Otros agentes mostrados que afectan a la expresión de la globina fetal incluyen activina e inhibina. La inhibina, una hormona unida a disulfuro de dos subunidades, secreción de supresores de la hormona de estimulación de folículos a partir de la glandula pituitaria. La activina, algunas veces denominada como factor de diferenciación de eritroides (EDF) o la proteína de liberación de la hormona de estimulación de folículos (FRP), es también una hormona y ambas de estas moléculas inducían la acumulación de hemoglobina en eritrocitos humanos cultivados (S. P. Perrine y col., Blood 74: 114a, 1989). Recientemente, los estudios han mostrado que el factor de acero, un producto de locus de acero de ratón, es también capaz de influenciar la síntesis de globina fetal en progenitores de eritroides.

Varios estudios se han centrado en el mecanismo por el que el ácido butírico y otras moléculas orgánicas pequeñas han sido capaces de estimular la expresión de globina. Los experimentos con células en cultivo han indicado que el ácido butírico puede actuar incrementando el nivel de acetilación de histona mediante, posiblemente, la disminución de la actividad de una o más histona desacetilasa. La hiperacetilación de histona resultante puede producir no plegamiento de nucleosoma y por lo tanto incremento de la expresión génica. Otros estudios han indicado que la hipometilación del área de ADN alrededor del complejo del gen \beta se correlaciona con un incremento en la expresión del gen de \gamma-globina en pacientes talasémicos.

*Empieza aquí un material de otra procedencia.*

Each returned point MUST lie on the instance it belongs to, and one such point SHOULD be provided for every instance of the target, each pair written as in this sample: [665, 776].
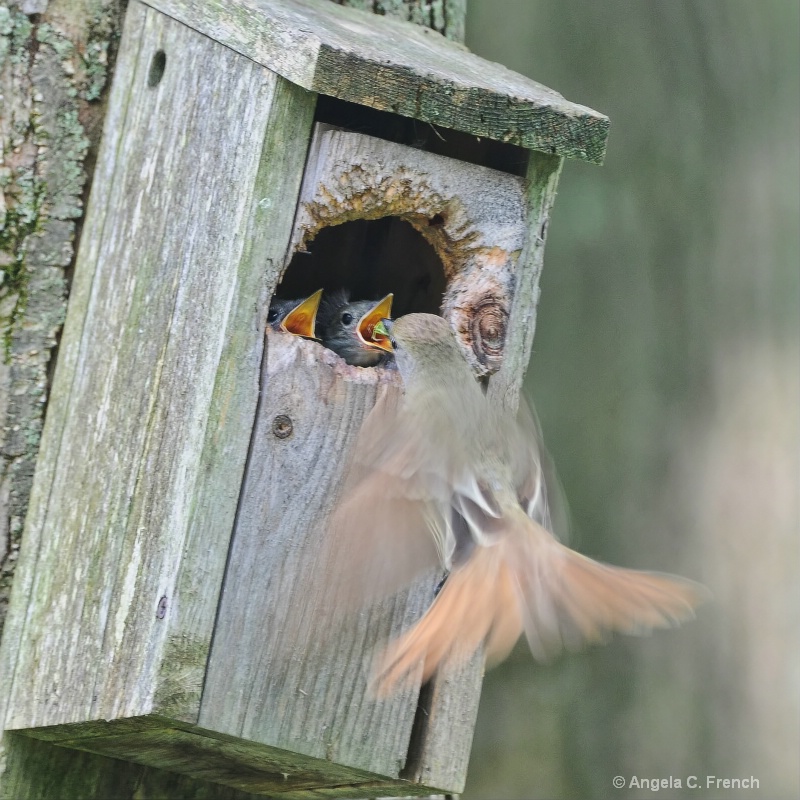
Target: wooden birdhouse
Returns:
[189, 461]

Como alternativa, el ácido butírico y otras pequeñas moléculas pueden funcionar para incrementar la expresión génica específica actuando directamente en agentes que regulan la transcripción, los llamados factores de transcripción. Estos factores se unen a sitios específicos de secuencias a lo largo del genoma en áreas que controlan la expresión de genes localizados próximamente.

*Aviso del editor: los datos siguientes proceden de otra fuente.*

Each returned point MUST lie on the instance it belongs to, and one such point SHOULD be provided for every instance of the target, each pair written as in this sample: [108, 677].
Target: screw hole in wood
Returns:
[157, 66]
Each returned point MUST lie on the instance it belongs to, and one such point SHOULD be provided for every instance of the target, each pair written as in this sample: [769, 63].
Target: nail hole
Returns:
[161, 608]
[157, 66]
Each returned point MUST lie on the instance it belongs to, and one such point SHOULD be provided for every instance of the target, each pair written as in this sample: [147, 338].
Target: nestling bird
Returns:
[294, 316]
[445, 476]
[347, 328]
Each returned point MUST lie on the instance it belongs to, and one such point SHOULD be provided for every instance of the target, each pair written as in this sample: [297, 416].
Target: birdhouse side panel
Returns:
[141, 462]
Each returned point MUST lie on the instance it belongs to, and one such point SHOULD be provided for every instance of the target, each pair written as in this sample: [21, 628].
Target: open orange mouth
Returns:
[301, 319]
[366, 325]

En contraste con el locus del gen de la \alpha-globina humana, el locus \beta se ha analizado en gran detalle debido, en parte, a la identificación de mutaciones múltiples de los genes de la \beta-globina en pacientes HPFH. El locus \beta contiene una secuencia grande cadena arriba con referencia a la región de control del locus (LCR), que se extiende 8 - 16 kbp 5' del gen epsilon. Esta secuencia se divide en cuatro sitios hipersensibles a la ADNasa, HSS 1 - 5, que contiene secuencias potenciadotas, secuencias silenciadoras sitios de unión del factor de transcripción y otras secuencias de actuación cis. Cada uno de los genes del racimo de la \beta-globina contiene su propio promotor que actúa conjuntamente con elementos potenciadotes en la LCR. De hecho, la supresión de la LCR da como resultado un síndrome talasémico con poca o ninguna expresión de la \beta-globina. Estos resultados indican que el gen de la \beta-globina expresado puede ejercer una interacción competitiva sobre la LCR de manera que su efecto potenciador está solamente disponible para un único gen en cualquier momento dado del desarrollo.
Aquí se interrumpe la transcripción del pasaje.